Tino Chrupalla, porte-parole de l’AfD, à Florence le 3 décembre. © Aleandro Biagianti/AGF/SIPA

Très représentatif de l’état des relations entre la présidente du Conseil et le leader de la Lega a été, ces derniers mois, le cas du général Roberto Vannacci, qui vient d’être nommé chef d’état-major des forces d’opérations terrestres de l’armée. Matteo Salvini a publiquement défendu le général controversé, auteur d’un bestseller qui s’était vendu à cent mille exemplaires en septembre, en l’invitant à se présenter avec la Ligue aux élections européennes. Pendant un temps, Vannacci est devenu l’un des outils de la Ligue pour contrarier Fratelli d’Italia. Il n’est d’ailleurs pas le seul, comme le montre la convention florentine, et il y en aura certainement d’autres. Meloni se trouve toujours encerclé : d’un côté, il y a Salvini, mais de l’autre, il y a la pression de la droite de Fratelli d’Italia. La révolution conservatrice que certains avaient espéré n’a pas eu lieu (à vrai dire, pour certains, à la droite de la droite, l’accusation de trahison existe depuis le retournement de Fiuggi3) : « Il y a une atmosphère de désillusion que l’on respire dans tout ce monde qui attendait un changement par rapport au passé et qui a donc voté pour Giorgia Meloni », a récemment déclaré l’ancien maire de Rome Gianni Alemanno dans un entretien à La Repubblica : « À droite, il y a une scission, à tel point que nous avons pris position, en tant que Forum dell’indipendenza italiana, contre de nombreux choix politiques du gouvernement qui s’inscrivaient dans la continuité de l’agenda Draghi ».

En écoutant les différents leaders s’exprimer et le discours de Salvini, une question se pose : à qui profite cet événement ? 

David Allegranti

La présidente du Conseil a choisi une certaine trajectoire : positionnement atlantiste ; soutien à l’Ukraine ; alliances conservatrices en Europe.
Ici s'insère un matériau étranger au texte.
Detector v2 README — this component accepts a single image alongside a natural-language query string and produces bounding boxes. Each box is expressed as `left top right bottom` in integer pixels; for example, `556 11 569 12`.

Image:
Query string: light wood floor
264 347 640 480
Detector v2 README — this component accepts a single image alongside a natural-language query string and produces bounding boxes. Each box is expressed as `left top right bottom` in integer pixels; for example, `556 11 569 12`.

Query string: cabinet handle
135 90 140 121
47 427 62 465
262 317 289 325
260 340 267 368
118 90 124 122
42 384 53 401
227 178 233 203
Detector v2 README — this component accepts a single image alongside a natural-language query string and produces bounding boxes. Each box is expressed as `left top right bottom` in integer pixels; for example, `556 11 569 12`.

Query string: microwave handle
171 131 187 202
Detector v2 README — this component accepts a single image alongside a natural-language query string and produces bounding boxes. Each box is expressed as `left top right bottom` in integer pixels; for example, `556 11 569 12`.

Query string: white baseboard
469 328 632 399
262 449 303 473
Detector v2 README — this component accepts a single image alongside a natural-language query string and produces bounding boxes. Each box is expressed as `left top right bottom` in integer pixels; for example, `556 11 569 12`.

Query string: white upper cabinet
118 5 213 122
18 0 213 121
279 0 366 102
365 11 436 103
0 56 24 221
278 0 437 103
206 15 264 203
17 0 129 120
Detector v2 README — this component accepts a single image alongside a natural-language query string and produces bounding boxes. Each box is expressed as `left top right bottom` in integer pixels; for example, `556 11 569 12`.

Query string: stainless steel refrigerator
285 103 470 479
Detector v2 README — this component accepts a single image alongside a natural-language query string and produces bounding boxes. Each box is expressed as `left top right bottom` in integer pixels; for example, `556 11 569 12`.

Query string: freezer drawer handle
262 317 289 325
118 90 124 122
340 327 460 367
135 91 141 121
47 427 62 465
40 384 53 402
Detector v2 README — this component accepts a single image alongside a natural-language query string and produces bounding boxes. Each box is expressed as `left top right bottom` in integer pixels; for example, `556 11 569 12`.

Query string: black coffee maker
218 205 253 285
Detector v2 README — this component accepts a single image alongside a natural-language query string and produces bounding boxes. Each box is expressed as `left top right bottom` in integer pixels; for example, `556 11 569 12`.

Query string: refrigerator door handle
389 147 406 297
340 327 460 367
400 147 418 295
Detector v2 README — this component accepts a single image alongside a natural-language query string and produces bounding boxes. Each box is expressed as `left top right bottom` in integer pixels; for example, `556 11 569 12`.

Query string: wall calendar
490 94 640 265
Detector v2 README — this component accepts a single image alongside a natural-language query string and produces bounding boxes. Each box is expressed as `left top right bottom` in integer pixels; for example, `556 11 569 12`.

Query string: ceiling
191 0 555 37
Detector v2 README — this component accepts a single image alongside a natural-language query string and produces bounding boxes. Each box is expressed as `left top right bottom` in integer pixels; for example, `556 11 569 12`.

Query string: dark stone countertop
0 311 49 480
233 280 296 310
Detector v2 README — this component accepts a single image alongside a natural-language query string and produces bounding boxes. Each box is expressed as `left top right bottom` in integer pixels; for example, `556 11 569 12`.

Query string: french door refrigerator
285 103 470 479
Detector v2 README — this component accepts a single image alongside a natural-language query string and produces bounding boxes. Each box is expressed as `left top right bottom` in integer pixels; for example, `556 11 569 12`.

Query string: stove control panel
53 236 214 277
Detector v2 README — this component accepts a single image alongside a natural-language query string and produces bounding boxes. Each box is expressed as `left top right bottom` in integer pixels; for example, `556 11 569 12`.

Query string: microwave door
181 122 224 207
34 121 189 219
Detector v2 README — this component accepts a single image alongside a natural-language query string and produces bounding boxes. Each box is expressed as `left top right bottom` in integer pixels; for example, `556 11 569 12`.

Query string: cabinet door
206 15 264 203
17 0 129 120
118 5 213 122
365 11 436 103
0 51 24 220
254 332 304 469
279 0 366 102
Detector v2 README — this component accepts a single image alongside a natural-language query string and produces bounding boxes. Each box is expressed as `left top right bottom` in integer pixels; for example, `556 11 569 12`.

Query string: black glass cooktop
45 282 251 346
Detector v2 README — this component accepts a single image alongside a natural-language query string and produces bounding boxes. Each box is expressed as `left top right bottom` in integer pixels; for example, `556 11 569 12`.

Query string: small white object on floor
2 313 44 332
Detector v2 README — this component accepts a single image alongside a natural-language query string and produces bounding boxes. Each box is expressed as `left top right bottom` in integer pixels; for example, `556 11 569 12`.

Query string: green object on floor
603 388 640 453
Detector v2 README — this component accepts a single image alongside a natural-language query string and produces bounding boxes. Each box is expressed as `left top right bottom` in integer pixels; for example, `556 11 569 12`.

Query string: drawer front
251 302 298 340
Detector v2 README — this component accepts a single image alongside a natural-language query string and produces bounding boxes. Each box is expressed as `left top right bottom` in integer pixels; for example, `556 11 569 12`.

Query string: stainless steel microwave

Par conséquent, Salvini cherche manifestement à la dépasser sur sa droite. Avec le rassemblement de la forteresse de Basso, la campagne électorale de Salvini pour les élections européennes a commencé, ainsi qu’une opération au long cours pour affaiblir le leadership de Meloni. Il en va de même sur le front plus local. L’année prochaine, il y aura non seulement les élections européennes, mais aussi les élections locales en Italie. Parmi les villes appelées à voter, il y aura Florence, considérée comme un objectifs stratégique non seulement par le PD, qui gouverne encore en Toscane — une région historiquement rouge —, mais aussi par le centre-droit. Le candidat pourrait être Schmidt, directeur des Uffizi, qui vient d’obtenir la nationalité italienne. Issu de la société civile, il serait néanmoins soutenu par Fratelli d’Italia. Les élections florentines de 2024, dans une région où la droite gouverne fermement presque toutes les villes (de Pise à Sienne, autrefois territoires progressistes), constitueront un tournant. L’emporter à Florence en 2024 ouvrirait une option nette sur la victoire aux élections régionales de 2025. Face à Eugenio Giani, le président sortant de la région (PD), Le candidat contre Eugenio Giani, le président sortant de la région, pourrait être le maire de Pistoia Alessandro Tomasi (lui aussi membre de Fratelli d’Italia). C’est pourquoi Matteo Salvini ne veut pas être pris au dépourvu, quand bien même l’électorat de droite est déjà passé de la Ligue à Fratelli d’Italia et ce, jusque dans la Toscane périphérique, pour paraphraser Christophe Guilluy.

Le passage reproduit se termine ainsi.